Я тоже забеспокоилась – на губах Наташи застыла змеиная ухмылка, глаза Светы налились слезами и злобой.
– Ну, о Лильке нам переживать не надо, – попробовала разрядить обстановку Кэт. – Она неплохо пристроена.
– И где она работает? – поинтересовалась я.
– В другом агентстве, в "Афродите", – уточнила она.
– Это то, реклама которого все время мелькает в "Тарасовских известиях"?
– Ага. – Кэт потянулась за еще одной конфетой, но в это время дверь распахнулась и перед нами грозно предстала Киселева.
Ее лицо было бледным и, как мне показалось, взволнованным. Кожа утратила красивый золотистый оттенок, рот был злобно перекошен. На ней было элегантное немного приталенное пальто леопардовой расцветки нараспашку, под ним – черный деловой костюм. В ушах – тонкие золотые кольца, на шее – темный шелковый шарф.
– Что это вы тут устроили? – завизжала она с ходу. – Вместо того чтобы в зале быть, болтовней занимаетесь. Переодеваться – и в зал! – гневно скомандовала Марина, подозрительно косясь в мою сторону.
Решение, как всегда, пришло ко мне спонтанно: я вскочила, поднесла "Никон" к глазам, открыла объектив и начала щелкать, радостно и провокационно выкрикивая:
– Улыбочку, пожалуйста, так, еще, еще!..
– Что вы себе позволяете, – зарычала взбешенная моими действиями Киселева, – без разрешения!

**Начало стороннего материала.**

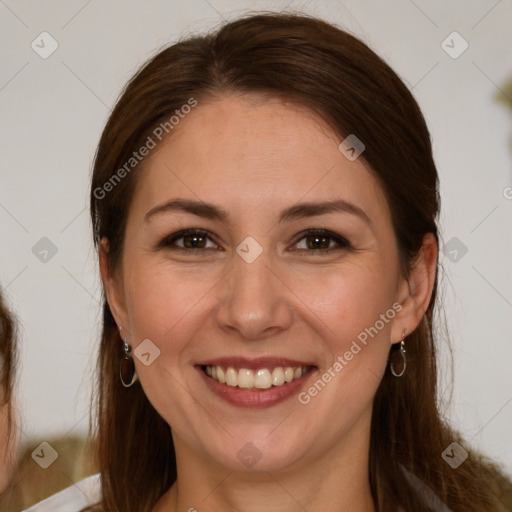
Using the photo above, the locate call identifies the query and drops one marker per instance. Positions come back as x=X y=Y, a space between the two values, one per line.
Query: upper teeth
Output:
x=261 y=379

– Газета "Свидетель"! – весело крикнула я, продолжая снимать.
– Вон отсюда! – замахала руками Киселева, закрывая лицо.
Я скосила глаза на девушек – все они, кроме Наташи, давились смехом.

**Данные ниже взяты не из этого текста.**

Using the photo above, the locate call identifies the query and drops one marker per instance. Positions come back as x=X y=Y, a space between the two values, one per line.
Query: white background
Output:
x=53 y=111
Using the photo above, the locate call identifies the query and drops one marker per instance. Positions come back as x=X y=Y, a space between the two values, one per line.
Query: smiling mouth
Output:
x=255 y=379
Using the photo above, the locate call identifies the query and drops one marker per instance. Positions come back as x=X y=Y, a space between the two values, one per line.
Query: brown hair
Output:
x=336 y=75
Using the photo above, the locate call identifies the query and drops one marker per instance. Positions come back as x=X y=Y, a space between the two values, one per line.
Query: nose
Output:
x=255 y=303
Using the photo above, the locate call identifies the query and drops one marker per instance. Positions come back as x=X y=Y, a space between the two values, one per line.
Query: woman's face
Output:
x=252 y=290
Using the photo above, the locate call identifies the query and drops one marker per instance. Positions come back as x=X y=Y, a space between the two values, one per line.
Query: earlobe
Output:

– Вон! – рявкнула директриса с такой силой, что мне показалось, что из здания сейчас повылетают стекла. – Вон!
– Спасибо, вы очень помогли мне… – Я пулей пронеслась мимо Киселевой. – До свидания.
– Су… – расслышала я за спиной ее шипение и, не оглядываясь, быстро пошла по коридору.
Глава 5
Подкатывая к первому попавшемуся на дороге киоску "Роспечать", чтобы купить "Тарасовские известия", я пыталась разложить по полочкам ту информацию, которая имелась у меня на данный момент.
Версия с Ложкиным оставалась в силе – теперь я была уверена, что он знал об изменах Замуруева и вполне мог вступиться за честь сестры. Несмотря на аморальный характер своих "подвигов", по большей части мафиози руководствуются в жизни допотопными стереотипами абстрактной справедливости и кровной мести. Они скупают недвижимость по всему миру, но до космополитов им далеко.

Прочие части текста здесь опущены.